I'm trying to build a continuous integration system. Each push to GitHub will trigger a build.
Each build will need to checkout/download the repository for the commit it's processing. I'm trying to find a way to do that that would not take minutes on large repositories (because the build takes a few seconds only…).
Please note that I do not want to store data between builds (that removes the possibility of caching).
The solutions I've explored:
git clone
followed by a checkout of the commit: works but takes minutes for large repositories- git 2.5 supposedly introduced a way to fetch a single commit but I cannot get it to work with GitHub, my guess is that they are not using git 2.5 (Edit: doesn't work with GitHub indeed)

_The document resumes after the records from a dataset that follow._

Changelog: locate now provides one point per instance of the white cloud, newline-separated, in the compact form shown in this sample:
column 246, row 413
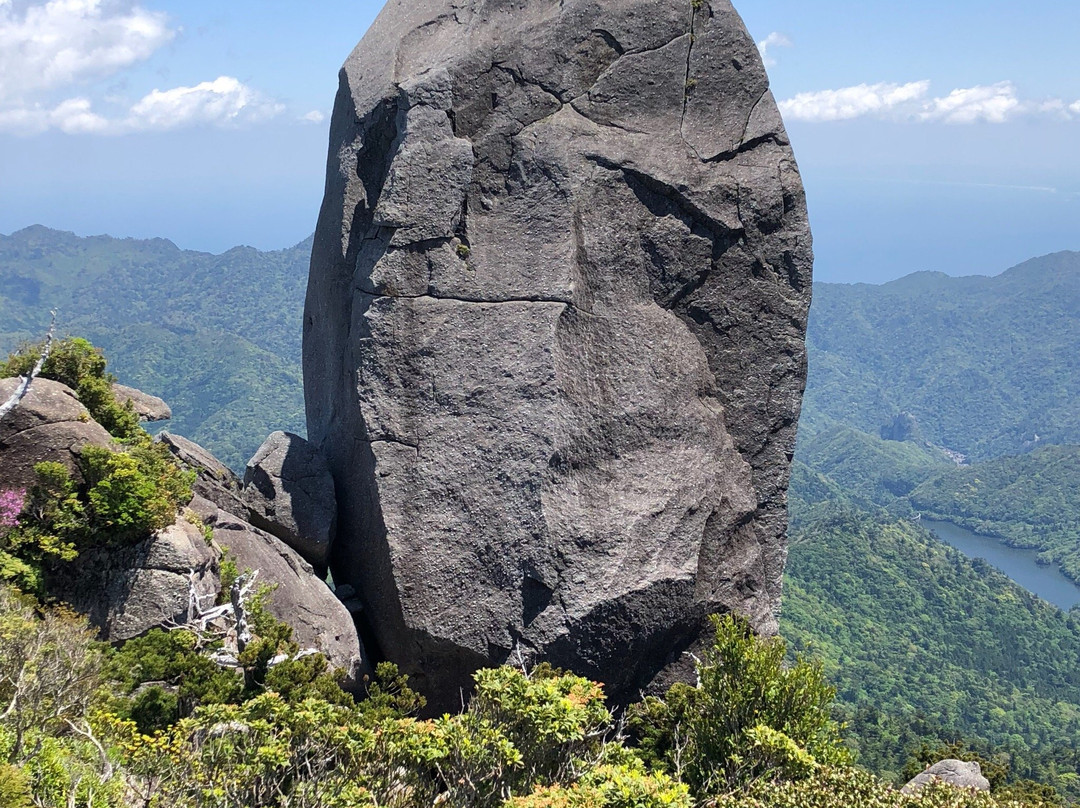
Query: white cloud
column 73, row 116
column 855, row 102
column 995, row 103
column 225, row 102
column 985, row 103
column 773, row 40
column 45, row 45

- use the GitHub API for git data but I cannot figure out if I can somehow download all files at a revision, and do that efficiently (i.e. avoid a single HTTP request per file) (Edit: it seems GitHub allows to download files as "tree" - not sure what it means - but for large repositories HTTP responses are truncated and they encourage to simply use git… back to square one)
Every other solution I see on GitHub assumes either a recent git version on the server, or that it's fine to clone the repository once but in my case it's not. I'm starting from scratch on every build (because that's a constraint).
So I'm asking in the specific case of GitHub: how can I download (in any way) the code at a specific commit to be able to run continuous integration tools on that commit?